Several major assemblies are held in the MPH and generally require whole-school attendance, these including NAIDOC Week, ANZAC Day and Remembrance Day. A whole-school assembly was summoned in 2022 to farewell Ms Lois O'Reilley, as she retired from her 20-year tenure as Executive Principal. Student clubs are prevalent, such as Indooroopilly Voices (the choir), SRC (Student Representative Council) and Writers' Society.

== 2021 COVID Scare ==
During the COVID-19 pandemic, a student at the school returned a positive test result to COVID-19. As the student had been attending the school for a two day period while infectious, an immediate closure of the school was required. The closure was to last a minimum of two days so a deep clean could be performed.
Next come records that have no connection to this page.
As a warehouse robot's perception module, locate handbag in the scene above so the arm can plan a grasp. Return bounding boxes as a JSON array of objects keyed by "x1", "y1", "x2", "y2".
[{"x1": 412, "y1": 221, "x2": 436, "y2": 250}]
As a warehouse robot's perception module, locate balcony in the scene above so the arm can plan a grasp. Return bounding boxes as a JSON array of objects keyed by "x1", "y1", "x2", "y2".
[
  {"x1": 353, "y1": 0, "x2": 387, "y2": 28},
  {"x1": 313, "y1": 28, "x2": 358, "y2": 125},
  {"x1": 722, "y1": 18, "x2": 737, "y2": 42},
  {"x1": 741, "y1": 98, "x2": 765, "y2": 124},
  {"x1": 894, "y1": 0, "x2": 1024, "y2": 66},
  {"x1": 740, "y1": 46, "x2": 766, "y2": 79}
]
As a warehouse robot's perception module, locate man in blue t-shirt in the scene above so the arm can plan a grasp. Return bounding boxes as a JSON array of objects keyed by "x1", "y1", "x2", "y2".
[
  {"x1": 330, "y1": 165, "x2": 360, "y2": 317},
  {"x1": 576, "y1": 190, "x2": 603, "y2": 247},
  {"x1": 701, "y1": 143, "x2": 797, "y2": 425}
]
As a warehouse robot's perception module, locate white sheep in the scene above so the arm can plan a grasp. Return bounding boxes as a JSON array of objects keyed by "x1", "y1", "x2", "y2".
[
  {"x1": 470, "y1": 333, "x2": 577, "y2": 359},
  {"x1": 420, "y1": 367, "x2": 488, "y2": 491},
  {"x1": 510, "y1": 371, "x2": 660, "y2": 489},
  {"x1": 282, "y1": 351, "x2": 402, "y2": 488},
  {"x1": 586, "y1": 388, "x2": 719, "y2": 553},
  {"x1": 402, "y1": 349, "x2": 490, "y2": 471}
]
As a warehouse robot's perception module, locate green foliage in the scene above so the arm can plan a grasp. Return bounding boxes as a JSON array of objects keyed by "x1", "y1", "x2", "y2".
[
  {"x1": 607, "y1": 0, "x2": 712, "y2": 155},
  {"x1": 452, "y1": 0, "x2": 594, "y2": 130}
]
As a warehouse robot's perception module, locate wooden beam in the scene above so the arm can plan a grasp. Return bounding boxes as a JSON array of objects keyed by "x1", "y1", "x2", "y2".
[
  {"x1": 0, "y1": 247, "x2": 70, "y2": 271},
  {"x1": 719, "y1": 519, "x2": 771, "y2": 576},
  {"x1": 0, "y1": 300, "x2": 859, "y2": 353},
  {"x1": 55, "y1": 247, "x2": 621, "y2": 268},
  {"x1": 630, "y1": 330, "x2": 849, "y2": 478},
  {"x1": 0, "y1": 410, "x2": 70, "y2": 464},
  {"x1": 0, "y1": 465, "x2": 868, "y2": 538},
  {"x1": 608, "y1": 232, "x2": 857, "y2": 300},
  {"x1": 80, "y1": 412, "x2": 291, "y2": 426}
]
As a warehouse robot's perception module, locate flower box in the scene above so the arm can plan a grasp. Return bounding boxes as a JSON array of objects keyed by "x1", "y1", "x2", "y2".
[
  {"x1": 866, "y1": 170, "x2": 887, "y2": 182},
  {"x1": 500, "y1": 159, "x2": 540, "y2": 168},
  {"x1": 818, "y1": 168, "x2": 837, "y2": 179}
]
The Queensland Department of Education had initially said they expected the school would re-open after the deep clean was performed, however later backtracked, establishing the school as a COVID-19 exposure site. In light of this, all staff and students present at the site at the same time the symptomatic student was in attendance was required to self-isolate for a 14-day period and undertake a COVID-19 Test in accordance with state health policy. During this period the school switched over to online learning and implemented an online learning policy where students interacted with teachers through via digital platforms. Due to the high volume of people requiring testing, the school oval was converted into a temporary drive-through COVID-19 Testing site.

== 70th Anniversary Celebrations ==
On 11 October 2025, the school held celebrations for the 70th anniversary of its founding. During this event, overseen by then principal Michael Hornby, the graduating class of 1954 was invited to return, as well as the rest of the school's alumni. A time capsule was sealed, containing memorabilia, such as the SRC Constitution, to be opened on the 100th anniversary in 2054.

==Notable alumni==

- Dane Bird-Smith, athlete who represented Australia and won a Bronze medal in the 20 kilometres race walk in the 2016 Summer Olympics.
- Peter C. Doherty, medical researcher, Nobel Laureate 1996, Australian of the Year 1997.
- Katherine Feeney, radio presenter
- Peter Greste, Al Jazeera journalist and former Indooroopilly State High school captain.
- George Negus, author, journalist and host of Network Ten's current affairs programme 6PM with George Negus.
- Chloe Shorten, journalist and wife of Bill Shorten.
- Jillian Whiting, Brisbane news reader and television host.
- Barry Gomersall, Australian rugby league referee who refereed six rugby league internationals and nine State of Origin series matches.